George hadn't thought about that part. "I don't know."

"Then let's figure it out. Because they're going to ask. And you need answers that aren't just 'I was scared.'"

So they worked on that too. Answers to the inevitable questions. Reasons for the lies. Explanations for the delay.

I was scared you'd hate me.

I didn't know how to tell you.

I thought I was protecting you.

I was trying to figure out who I am.

None of them felt adequate. But they were something.

By midnight, George was exhausted. Vanessa led him to bed, and they lay in the dark, her arm around him, his head on her chest.

"Thirteen days," George whispered.

"Thirteen days," Vanessa confirmed. "And then you're free."
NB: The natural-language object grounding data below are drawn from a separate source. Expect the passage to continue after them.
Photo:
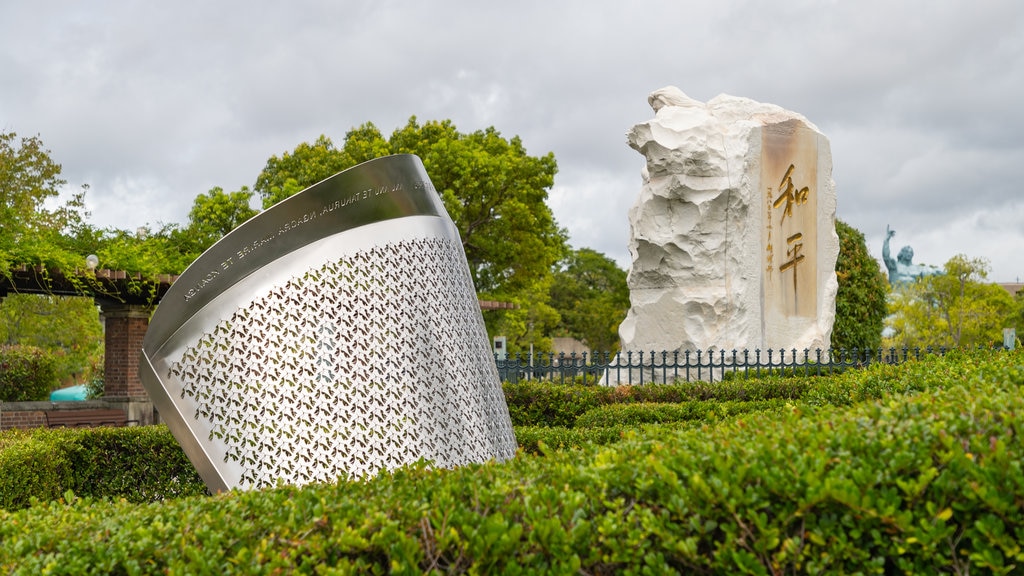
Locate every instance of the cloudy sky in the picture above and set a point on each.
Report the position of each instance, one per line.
(152, 104)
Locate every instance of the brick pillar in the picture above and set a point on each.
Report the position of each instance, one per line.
(124, 328)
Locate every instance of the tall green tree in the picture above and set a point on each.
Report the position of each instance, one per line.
(32, 231)
(495, 192)
(590, 292)
(217, 212)
(957, 309)
(860, 301)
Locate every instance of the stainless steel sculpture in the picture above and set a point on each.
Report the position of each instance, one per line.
(337, 333)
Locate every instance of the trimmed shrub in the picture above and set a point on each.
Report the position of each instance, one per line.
(27, 374)
(657, 413)
(916, 484)
(136, 463)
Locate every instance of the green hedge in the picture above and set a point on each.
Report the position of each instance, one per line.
(908, 484)
(27, 374)
(136, 463)
(654, 413)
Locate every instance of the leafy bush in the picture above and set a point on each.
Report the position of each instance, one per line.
(137, 463)
(909, 484)
(27, 374)
(655, 413)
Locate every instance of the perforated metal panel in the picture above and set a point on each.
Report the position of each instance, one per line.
(355, 347)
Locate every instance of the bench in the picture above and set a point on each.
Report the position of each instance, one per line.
(86, 418)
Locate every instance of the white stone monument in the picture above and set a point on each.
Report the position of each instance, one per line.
(732, 237)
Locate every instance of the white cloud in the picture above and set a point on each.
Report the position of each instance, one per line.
(155, 104)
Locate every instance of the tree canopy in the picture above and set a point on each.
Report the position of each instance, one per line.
(860, 301)
(957, 309)
(31, 232)
(590, 292)
(495, 192)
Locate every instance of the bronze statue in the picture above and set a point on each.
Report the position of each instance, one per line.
(901, 270)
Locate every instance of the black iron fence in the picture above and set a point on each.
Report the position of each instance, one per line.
(642, 368)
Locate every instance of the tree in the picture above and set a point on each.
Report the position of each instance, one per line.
(590, 292)
(295, 171)
(32, 232)
(952, 310)
(68, 328)
(217, 212)
(495, 192)
(860, 301)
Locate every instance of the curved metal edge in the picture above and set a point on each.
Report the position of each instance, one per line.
(379, 190)
(179, 427)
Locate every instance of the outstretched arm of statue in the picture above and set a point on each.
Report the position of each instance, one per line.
(890, 262)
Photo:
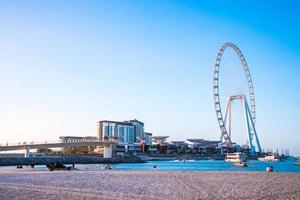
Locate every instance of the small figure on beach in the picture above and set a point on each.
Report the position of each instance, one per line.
(108, 167)
(270, 168)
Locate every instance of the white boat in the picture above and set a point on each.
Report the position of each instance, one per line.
(241, 164)
(269, 158)
(235, 157)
George closed his eyes and tried to imagine freedom.

Tried to imagine life after the truth.

Tried to imagine being George O'Malley again, openly, honestly, without lies.

He fell asleep counting down.

Thirteen days until confession.

Thirteen days until everything changed.

Thirteen days until he found out if Vanessa was right—if they'd forgive him, if they'd understand, if they'd let him come home.

In his dreams, they did.

In his nightmares, they didn't.

And George had no idea which one was reality.